This Sunday, May 6th, is International Bereaved Mothers Day. My first. It’s not a happy day of bright yellow flowers and birthstone necklaces; it’s a day of loss. One that I am actually thankful for.
The day was created by Project Heal, which is managed by a woman named Carly Marie. She experienced the loss of her son, Christian, by stillbirth and has taken her grief and made something beautiful with it. She also runs Christian’s Beach, where she takes requests from parents to have their child’s name – whether lost by miscarriage, stillbirth, neonatal loss, or child death – written in the sand on a beautiful beach in Australia. Then she takes a picture of it at sunset and posts it on the blog…free of charge. (You can request high-res or hard copy photos for a donation.) The story behind the names in the sand is very touching and sweet. Benjamin’s name has been written (below).
Carly is a bereaved mother who has carried on her son’s memory by finding ways to bring comfort and peace to other bereaved mothers. I’ve said before that this is something like a club to which no one wants to apply but all are welcomed. I owe a lot of my strength to the bereaved mothers I know personally – probably more than they realize. One lost her son to CDH – at CHOP, even. Another to a heart defect. Another to illness. Another to SIDS. And another because he was born too soon. These women are still standing, still walking, still living. All by itself, it’s an inspiration.

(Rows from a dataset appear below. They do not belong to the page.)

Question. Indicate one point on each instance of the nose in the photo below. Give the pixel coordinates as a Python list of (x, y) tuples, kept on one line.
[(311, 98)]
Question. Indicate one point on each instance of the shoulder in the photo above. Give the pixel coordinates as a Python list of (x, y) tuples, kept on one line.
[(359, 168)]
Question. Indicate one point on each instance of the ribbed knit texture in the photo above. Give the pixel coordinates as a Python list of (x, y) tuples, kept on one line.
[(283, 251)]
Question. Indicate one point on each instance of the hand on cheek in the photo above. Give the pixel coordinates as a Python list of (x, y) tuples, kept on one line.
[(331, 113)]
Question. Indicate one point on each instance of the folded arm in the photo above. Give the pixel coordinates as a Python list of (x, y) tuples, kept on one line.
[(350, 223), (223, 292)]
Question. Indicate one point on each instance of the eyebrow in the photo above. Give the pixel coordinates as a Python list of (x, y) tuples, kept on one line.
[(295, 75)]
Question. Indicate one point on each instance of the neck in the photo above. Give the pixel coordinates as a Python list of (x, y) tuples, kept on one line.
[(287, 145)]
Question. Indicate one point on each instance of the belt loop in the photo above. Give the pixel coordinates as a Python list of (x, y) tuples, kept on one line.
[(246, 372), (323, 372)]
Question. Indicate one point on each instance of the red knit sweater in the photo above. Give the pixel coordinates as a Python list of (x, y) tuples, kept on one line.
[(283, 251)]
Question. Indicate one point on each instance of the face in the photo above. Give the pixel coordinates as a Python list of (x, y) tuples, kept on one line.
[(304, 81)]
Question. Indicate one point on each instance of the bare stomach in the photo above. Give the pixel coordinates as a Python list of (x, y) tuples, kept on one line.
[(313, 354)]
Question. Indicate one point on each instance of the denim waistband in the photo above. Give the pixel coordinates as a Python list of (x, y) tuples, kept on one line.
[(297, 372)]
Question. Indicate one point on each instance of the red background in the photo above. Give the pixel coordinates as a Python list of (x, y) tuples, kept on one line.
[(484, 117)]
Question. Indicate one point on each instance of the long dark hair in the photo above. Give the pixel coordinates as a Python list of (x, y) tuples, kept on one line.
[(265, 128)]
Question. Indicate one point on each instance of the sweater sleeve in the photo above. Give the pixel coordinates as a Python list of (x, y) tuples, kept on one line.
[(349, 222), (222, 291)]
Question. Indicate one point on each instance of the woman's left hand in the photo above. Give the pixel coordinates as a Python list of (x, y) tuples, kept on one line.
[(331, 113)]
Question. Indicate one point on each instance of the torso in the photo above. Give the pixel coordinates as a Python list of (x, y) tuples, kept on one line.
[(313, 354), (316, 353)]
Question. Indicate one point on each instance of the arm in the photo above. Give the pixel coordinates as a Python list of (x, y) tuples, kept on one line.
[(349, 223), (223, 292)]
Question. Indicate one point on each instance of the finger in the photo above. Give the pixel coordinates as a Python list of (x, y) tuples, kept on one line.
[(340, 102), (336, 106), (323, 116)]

Those typically simple actions seem impossible sometimes, and yet they keep going. And not just barely, either – though I know some days that’s all that we can expect of ourselves. More often than not, we support each other without question, we honor the lives that we gave, we respect the lives that we have, and our actions are infused with the love we experienced for our children. If given the option, of course I would never choose to belong to this group or to personally observe this day for bereaved mothers…but I’m honored to be among some of the strongest women I’ve ever known.